LayoutLMv2 & LayoutXLM can not make inference with the Half (float16) dtype on CPU

Hi,

I wanted to make inference with LayoutXLMwith model parameters to Half(float16) dtype on CPU (I did try on GPU and it worked).

As I'm using Transformers from Hugging Face, I ran the following code:

from transformers import LayoutLMv2ForTokenClassification

import torch
device = torch.device("cuda" if torch.cuda.is_available() else "cpu")
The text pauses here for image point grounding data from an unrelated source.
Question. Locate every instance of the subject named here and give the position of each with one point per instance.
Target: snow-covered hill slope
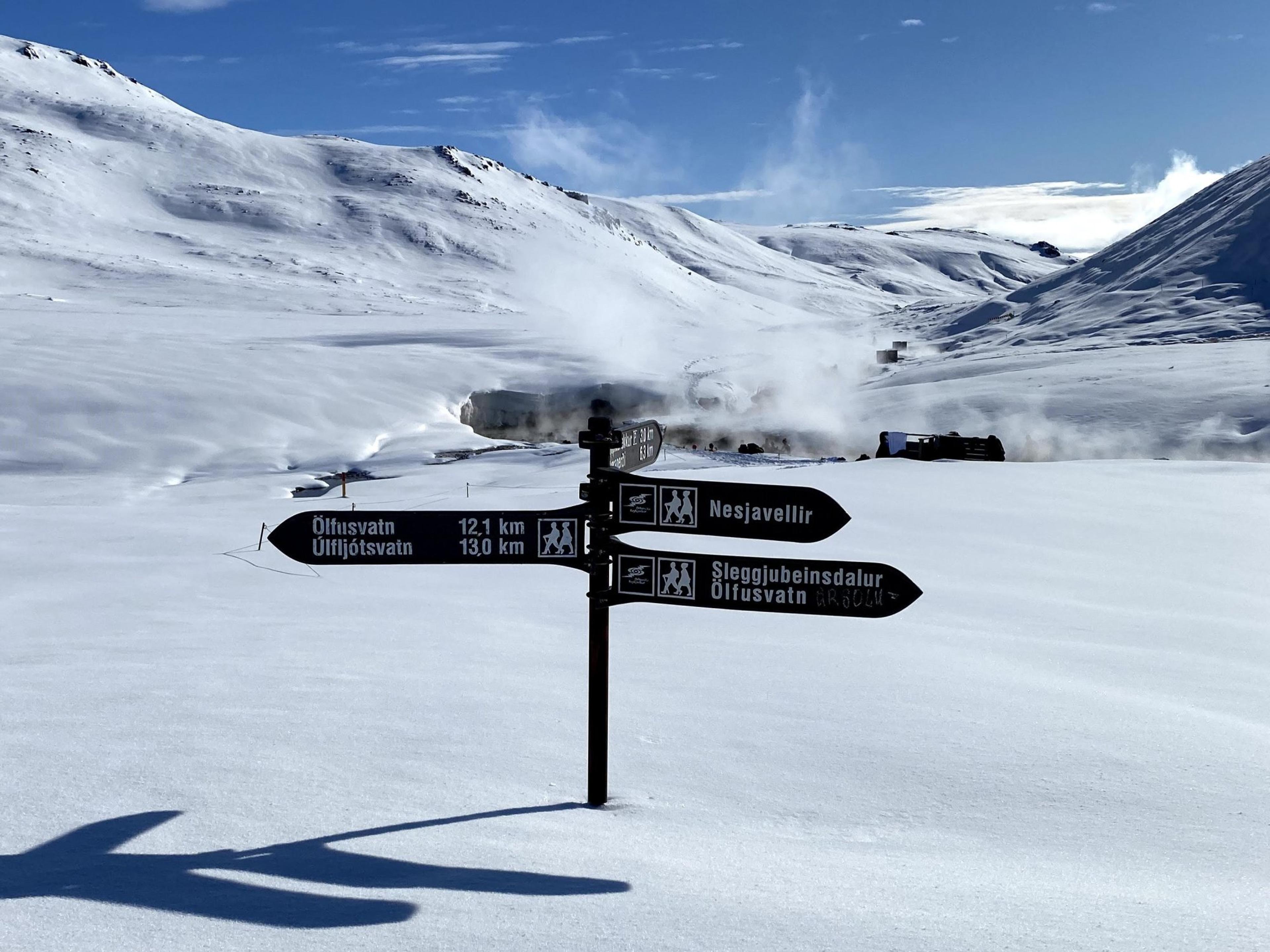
(931, 263)
(182, 298)
(837, 270)
(1065, 744)
(1199, 272)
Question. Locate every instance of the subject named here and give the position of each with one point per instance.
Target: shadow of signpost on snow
(83, 865)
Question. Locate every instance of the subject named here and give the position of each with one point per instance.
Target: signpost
(638, 446)
(737, 509)
(614, 503)
(750, 584)
(435, 539)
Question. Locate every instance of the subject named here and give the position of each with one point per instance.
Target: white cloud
(486, 63)
(651, 71)
(185, 6)
(1072, 215)
(605, 155)
(380, 130)
(694, 48)
(738, 195)
(494, 48)
(810, 168)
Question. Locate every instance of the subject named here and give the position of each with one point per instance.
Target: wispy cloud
(381, 130)
(473, 58)
(655, 71)
(738, 195)
(603, 155)
(185, 6)
(483, 63)
(810, 167)
(695, 48)
(500, 46)
(1078, 216)
(359, 131)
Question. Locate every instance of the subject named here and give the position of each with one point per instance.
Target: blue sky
(789, 110)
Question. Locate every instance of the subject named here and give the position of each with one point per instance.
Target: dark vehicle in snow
(948, 446)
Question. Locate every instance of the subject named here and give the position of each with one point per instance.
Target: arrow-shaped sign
(748, 584)
(641, 444)
(552, 537)
(737, 509)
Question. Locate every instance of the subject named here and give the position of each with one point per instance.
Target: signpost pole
(600, 441)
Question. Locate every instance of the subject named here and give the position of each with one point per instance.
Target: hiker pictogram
(677, 578)
(558, 537)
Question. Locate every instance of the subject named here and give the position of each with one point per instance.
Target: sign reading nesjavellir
(737, 509)
(616, 503)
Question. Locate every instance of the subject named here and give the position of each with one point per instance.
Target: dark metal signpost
(615, 502)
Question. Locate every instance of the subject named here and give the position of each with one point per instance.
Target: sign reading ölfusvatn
(737, 509)
(748, 584)
(370, 537)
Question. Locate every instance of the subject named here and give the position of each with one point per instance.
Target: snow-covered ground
(183, 296)
(1064, 744)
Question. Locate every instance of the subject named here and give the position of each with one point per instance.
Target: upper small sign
(737, 509)
(642, 442)
(371, 537)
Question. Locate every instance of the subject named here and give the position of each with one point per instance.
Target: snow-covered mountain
(1061, 746)
(1201, 272)
(185, 296)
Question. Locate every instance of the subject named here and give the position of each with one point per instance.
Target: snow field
(1062, 744)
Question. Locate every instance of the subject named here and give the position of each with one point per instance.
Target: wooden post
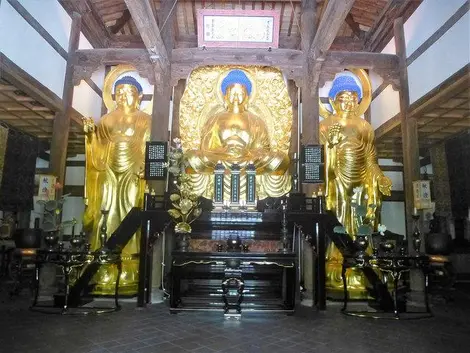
(293, 93)
(177, 94)
(441, 186)
(409, 127)
(309, 94)
(409, 133)
(61, 127)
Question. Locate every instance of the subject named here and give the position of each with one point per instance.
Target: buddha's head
(128, 93)
(236, 88)
(345, 94)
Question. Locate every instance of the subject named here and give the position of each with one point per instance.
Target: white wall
(27, 49)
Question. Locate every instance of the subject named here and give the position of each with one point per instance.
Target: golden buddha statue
(115, 157)
(352, 175)
(233, 131)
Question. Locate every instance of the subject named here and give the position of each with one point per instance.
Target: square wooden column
(409, 127)
(61, 127)
(409, 133)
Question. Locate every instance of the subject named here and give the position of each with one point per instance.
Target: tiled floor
(154, 329)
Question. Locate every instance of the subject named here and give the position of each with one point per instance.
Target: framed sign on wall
(238, 28)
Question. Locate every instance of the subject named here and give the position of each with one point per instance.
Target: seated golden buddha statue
(353, 176)
(115, 156)
(235, 134)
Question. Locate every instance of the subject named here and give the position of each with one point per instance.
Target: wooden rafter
(120, 22)
(381, 32)
(93, 26)
(142, 14)
(33, 88)
(354, 26)
(330, 23)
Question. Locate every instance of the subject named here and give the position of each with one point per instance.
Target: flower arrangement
(186, 204)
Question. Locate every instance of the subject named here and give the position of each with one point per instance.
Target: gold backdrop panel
(269, 100)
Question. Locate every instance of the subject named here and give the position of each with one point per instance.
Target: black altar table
(260, 226)
(262, 281)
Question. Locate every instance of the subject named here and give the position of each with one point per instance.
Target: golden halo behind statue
(108, 87)
(220, 95)
(202, 99)
(366, 94)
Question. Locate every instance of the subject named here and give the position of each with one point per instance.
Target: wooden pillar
(409, 133)
(104, 110)
(293, 93)
(409, 127)
(61, 127)
(368, 112)
(160, 121)
(441, 186)
(177, 94)
(309, 99)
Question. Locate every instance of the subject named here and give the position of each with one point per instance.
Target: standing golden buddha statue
(235, 126)
(353, 176)
(115, 157)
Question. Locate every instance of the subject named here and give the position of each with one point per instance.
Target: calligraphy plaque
(238, 28)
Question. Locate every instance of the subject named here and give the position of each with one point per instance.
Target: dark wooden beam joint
(87, 61)
(330, 23)
(385, 65)
(143, 17)
(120, 22)
(92, 25)
(183, 61)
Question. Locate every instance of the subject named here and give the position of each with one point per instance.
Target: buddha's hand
(88, 125)
(385, 185)
(334, 134)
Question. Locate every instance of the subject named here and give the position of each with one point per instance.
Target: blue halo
(128, 80)
(344, 83)
(236, 76)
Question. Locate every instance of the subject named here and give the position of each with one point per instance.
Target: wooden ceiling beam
(185, 60)
(32, 87)
(381, 32)
(93, 26)
(354, 26)
(126, 15)
(330, 23)
(365, 60)
(145, 22)
(190, 41)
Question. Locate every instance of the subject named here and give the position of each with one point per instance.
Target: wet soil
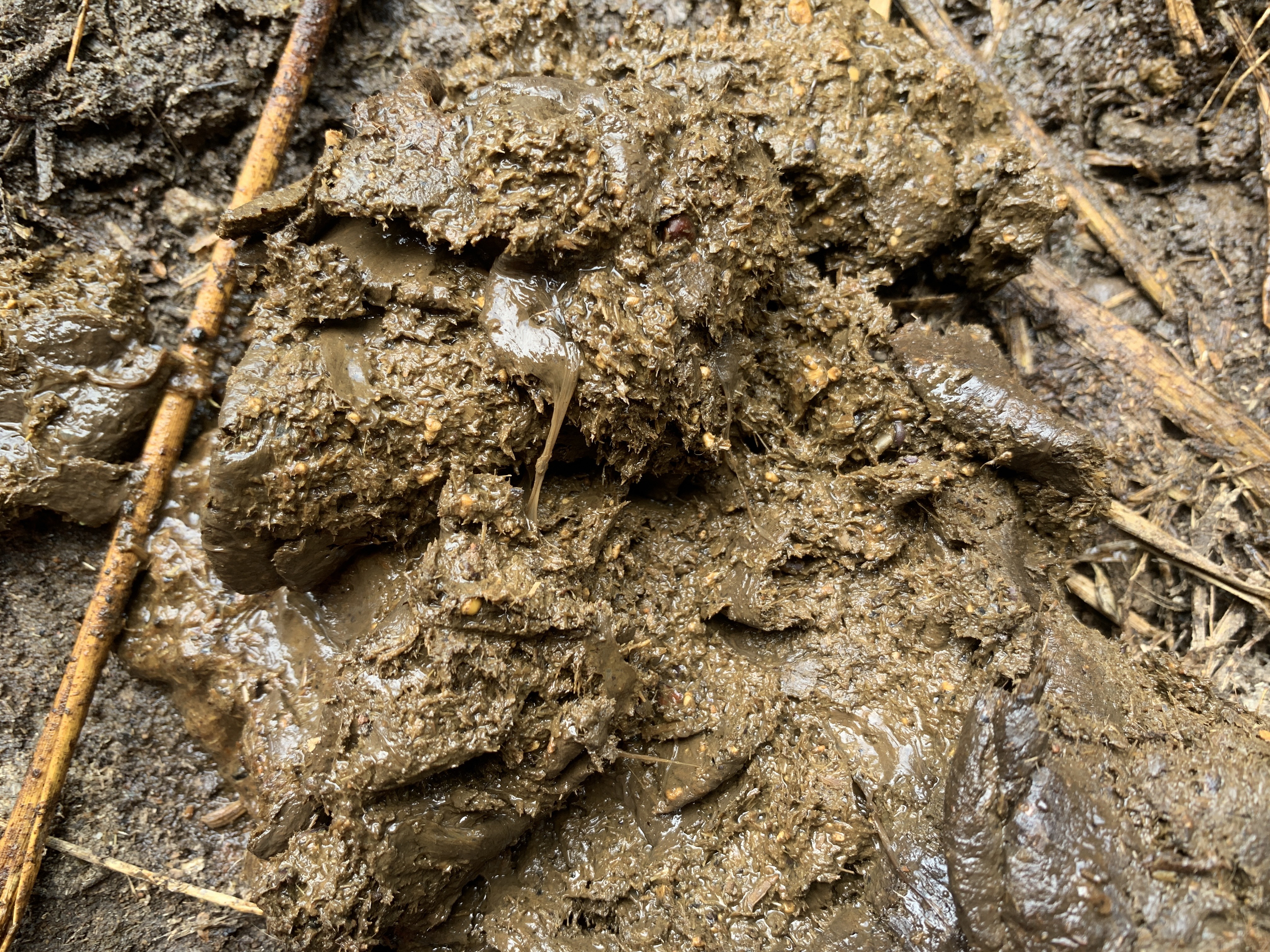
(808, 723)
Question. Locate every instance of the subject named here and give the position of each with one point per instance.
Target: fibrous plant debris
(781, 657)
(78, 382)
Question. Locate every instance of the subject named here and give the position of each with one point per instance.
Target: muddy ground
(163, 98)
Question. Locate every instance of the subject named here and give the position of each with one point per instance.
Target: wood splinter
(27, 833)
(1140, 263)
(168, 883)
(1137, 362)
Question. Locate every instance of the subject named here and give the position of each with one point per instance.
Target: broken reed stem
(1132, 622)
(1171, 547)
(1128, 356)
(136, 873)
(1243, 36)
(1141, 266)
(23, 842)
(1185, 27)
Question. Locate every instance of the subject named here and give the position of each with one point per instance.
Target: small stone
(799, 12)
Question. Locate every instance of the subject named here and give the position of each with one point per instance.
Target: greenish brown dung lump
(771, 663)
(548, 254)
(78, 382)
(634, 236)
(964, 380)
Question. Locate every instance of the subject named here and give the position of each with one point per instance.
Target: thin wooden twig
(136, 873)
(23, 842)
(1140, 263)
(1184, 23)
(1173, 547)
(78, 36)
(1131, 624)
(1001, 12)
(1127, 354)
(1243, 36)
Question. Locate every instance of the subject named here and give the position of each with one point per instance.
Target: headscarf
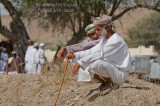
(103, 20)
(90, 29)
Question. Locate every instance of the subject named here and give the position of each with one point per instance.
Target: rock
(77, 97)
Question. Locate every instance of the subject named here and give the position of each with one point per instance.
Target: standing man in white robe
(28, 57)
(33, 63)
(108, 62)
(40, 58)
(4, 58)
(1, 49)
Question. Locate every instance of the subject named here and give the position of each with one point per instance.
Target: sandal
(108, 88)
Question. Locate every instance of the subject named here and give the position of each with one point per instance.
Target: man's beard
(103, 33)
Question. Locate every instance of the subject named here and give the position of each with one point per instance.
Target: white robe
(1, 63)
(4, 56)
(109, 58)
(40, 58)
(30, 60)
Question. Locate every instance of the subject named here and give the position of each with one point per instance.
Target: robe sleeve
(86, 44)
(103, 50)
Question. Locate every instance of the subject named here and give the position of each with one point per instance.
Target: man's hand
(70, 56)
(60, 53)
(75, 69)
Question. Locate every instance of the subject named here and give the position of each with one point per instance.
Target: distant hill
(44, 32)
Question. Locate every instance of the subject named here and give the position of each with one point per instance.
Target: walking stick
(61, 84)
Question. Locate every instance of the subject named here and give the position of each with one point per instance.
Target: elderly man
(1, 62)
(33, 62)
(14, 65)
(4, 58)
(91, 41)
(108, 62)
(28, 57)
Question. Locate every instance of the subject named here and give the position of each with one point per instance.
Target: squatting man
(107, 62)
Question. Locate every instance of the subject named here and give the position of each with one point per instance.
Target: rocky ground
(41, 90)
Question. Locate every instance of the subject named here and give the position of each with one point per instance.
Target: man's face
(101, 31)
(93, 36)
(42, 47)
(98, 30)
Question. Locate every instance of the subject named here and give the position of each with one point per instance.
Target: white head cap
(42, 44)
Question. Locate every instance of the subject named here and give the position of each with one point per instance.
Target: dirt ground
(41, 90)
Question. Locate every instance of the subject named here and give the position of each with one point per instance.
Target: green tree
(146, 32)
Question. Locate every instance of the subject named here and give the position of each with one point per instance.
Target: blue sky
(3, 10)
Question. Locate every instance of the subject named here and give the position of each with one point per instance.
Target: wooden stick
(61, 84)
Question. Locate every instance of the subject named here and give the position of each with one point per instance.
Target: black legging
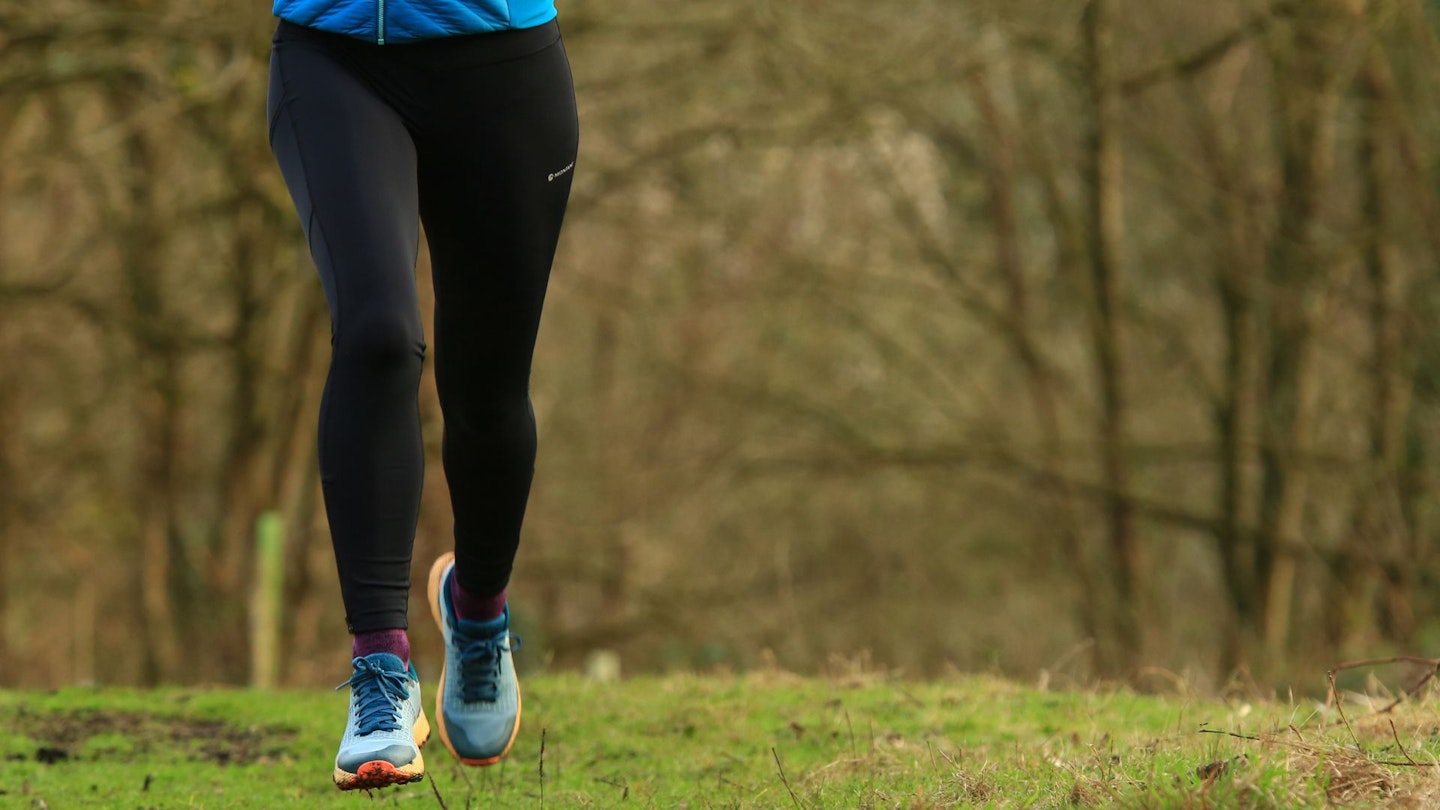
(477, 137)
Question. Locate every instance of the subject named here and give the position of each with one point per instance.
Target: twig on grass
(1341, 709)
(437, 791)
(1410, 692)
(853, 751)
(542, 767)
(1401, 745)
(784, 779)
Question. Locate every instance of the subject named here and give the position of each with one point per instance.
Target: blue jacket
(406, 20)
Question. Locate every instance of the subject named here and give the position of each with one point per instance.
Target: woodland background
(1082, 337)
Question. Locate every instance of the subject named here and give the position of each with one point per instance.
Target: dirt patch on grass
(107, 735)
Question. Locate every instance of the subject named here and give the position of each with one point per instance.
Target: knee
(380, 343)
(491, 417)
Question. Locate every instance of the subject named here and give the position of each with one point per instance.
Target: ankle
(473, 607)
(395, 642)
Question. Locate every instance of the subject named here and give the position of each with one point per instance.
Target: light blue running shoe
(477, 709)
(382, 742)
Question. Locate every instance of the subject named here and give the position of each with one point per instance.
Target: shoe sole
(434, 590)
(376, 774)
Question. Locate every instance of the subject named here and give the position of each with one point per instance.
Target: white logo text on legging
(553, 175)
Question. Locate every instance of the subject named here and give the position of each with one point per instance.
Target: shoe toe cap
(480, 737)
(396, 754)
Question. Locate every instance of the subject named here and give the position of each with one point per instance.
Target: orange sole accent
(376, 774)
(373, 776)
(434, 591)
param_dtype = torch.float16
model_id = "pierreguillou/layout-xlm-base-finetuned-with-DocLayNet-base-at-paragraphlevel-ml512"
model = LayoutLMv2ForTokenClassification.from_pretrained(model_id, torch_dtype=param_dtype)
model.to(device);

It worked but when I ran the model for inference with the following code, it failed:

with torch.no_grad():
    output = model(input_ids=input_id.to(device),
                   attention_mask=attention_mask.to(device),
                   bbox=bbox.to(device),
                   image=pixel_values.to(device)
     )

Error message:

[/usr/local/lib/python3.10/dist-packages/torch/nn/functional.py](https://localhost:8080/#) in layer_norm(input, normalized_shape, weight, bias, eps)
   2513             layer_norm, (input, weight, bias), input, normalized_shape, weight=weight, bias=bias, eps=eps
   2514         )
-> 2515     return torch.layer_norm(input, normalized_shape, weight, bias, eps, torch.backends.cudnn.enabled)
   2516 
   2517 

RuntimeError: "LayerNormKernelImpl" not implemented for 'Half'

It looks like that dtype float32 is directly implemented in the LayoutLMv2 code.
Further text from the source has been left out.